After over two years of bipartisan negotiations, the Wisconsin State Legislature this week approved a package of bills to invest over $125M to fight PFAS contamination. The compromise bills fund several new grant programs, provide additional staffing resources to the Wisconsin Department of Natural Resources (DNR), and protect innocent landowners from liability.
The largest new grant program will provide $80M to local governments to combat and remediate PFAS contamination in their communities. Eligible activities include sampling for PFAS in wells, groundwater, biosolids, and drinking water; installing PFAS treatment at public water systems; connecting private well owners to public water systems in areas with PFAS contamination; and conducting actions to mitigate, treat, or dispose of PFAS contamination in air, land, waters, or other natural resources.
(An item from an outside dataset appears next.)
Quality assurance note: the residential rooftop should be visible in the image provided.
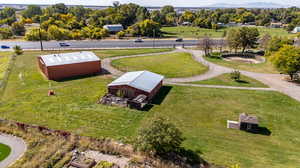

Additional funding provisions will allow private well owners to replace, reconstruct, or treat wells; assist public airports and certain businesses with tackling PFAS contamination; provide emergency bottled water when PFAS contamination in drinking water is discovered; and support the State Lab of Hygiene and other labs in evaluating samples for PFAS.
The bills create 10 new full-time positions to allow DNR to administer the new grant programs, and appropriate an additional $1.3M from the general fund to DNR for general program operations, fishery and water resources management, and communications and customer services.
An additional measure establishes a list of entities that would be exempt from liability for contamination, including people who spread PFAS while in compliance with permits that did not address PFAS, landowners whose property was contaminated pursuant to a permit, owners of contaminated industrial property who did not cause the pollution, and fire departments that used PFAS in their foam.